U.S. House Foreign Ops Bill Would Reinstate Mexico City Policy and Defund UNFPA
Posted on | May 8, 2012 by Lisa Correnti |
The House Appropriations State and Foreign Operations subcommittee released its FY 2013 appropriations bill making serious cuts to international organizations that perform or promote abortion. President Obama rescinded the Mexico City policy shortly after taking office which allowed funds allocated for reproductive health to flow to groups like International Planned Parenthood and others. The Obama administration reinstated funding to the UN Population Fund (UNFPA), also controversial due to its complicity in China’s one-child policy.

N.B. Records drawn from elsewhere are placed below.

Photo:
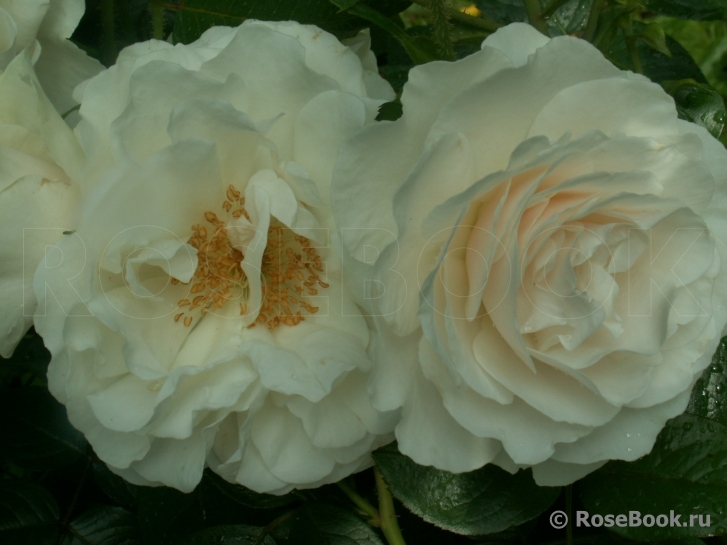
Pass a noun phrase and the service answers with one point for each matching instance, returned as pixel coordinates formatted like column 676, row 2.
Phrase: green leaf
column 115, row 487
column 421, row 49
column 698, row 103
column 653, row 34
column 236, row 494
column 610, row 539
column 708, row 394
column 706, row 42
column 36, row 431
column 686, row 472
column 28, row 514
column 484, row 501
column 690, row 9
column 103, row 525
column 503, row 11
column 166, row 516
column 29, row 358
column 196, row 16
column 238, row 534
column 317, row 523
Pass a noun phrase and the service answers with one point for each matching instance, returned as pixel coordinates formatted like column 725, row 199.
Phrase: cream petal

If passed the 2013 Foreign Ops bill would make considerable pro-life strides however given the current make-up of the Senate this does not seem likely.
Consider the following pro-life developments from the House version that cuts approximately $2 billion from the State department, USAID and other foreign operations. From the Hill:
Reinstates Mexico City Policy, a policy prohibiting U.S. assistance to foreign nongovernmental organizations that promote or perform abortions.
Prohibits funding for the UN Population Fund, and caps family planning and reproductive health programs at no more than the fiscal year 2008 level.
Maintains long-standing pro-life riders, including the “Tiahrt Amendment,” which ensures family planning programs are voluntary; the “Helms Amendment,” which bans foreign aid from being spent on abortions; and the “Kemp-Kasten Amendment,” which prohibits funds to organizations the President determines to support coercive abortion or involuntary sterilization.
The House bill also attempts to reform the UN by withholding funding from the UN Human Rights Council unless the “Secretary of State certifies that it is in the national interest, and unless the Council stops its anti-Israel agenda.” The House draft withholds funding from UN organizations “headed by terrorist countries” and only partially funds other UN agencies until greater transparency of appropriated funding occurs.
A recent audit of UN agencies conducted at the request of the Norway government revealed UN agencies failure to disclose how millions of dollars were spent. The report showed UNFPA would not account for $200 million a year allocated to governments and non-governmental groups. It also showed that UNICEF’s accounting methods made “it difficult to track use of funds from headquarters down to the ultimate beneficiaries on the ground.”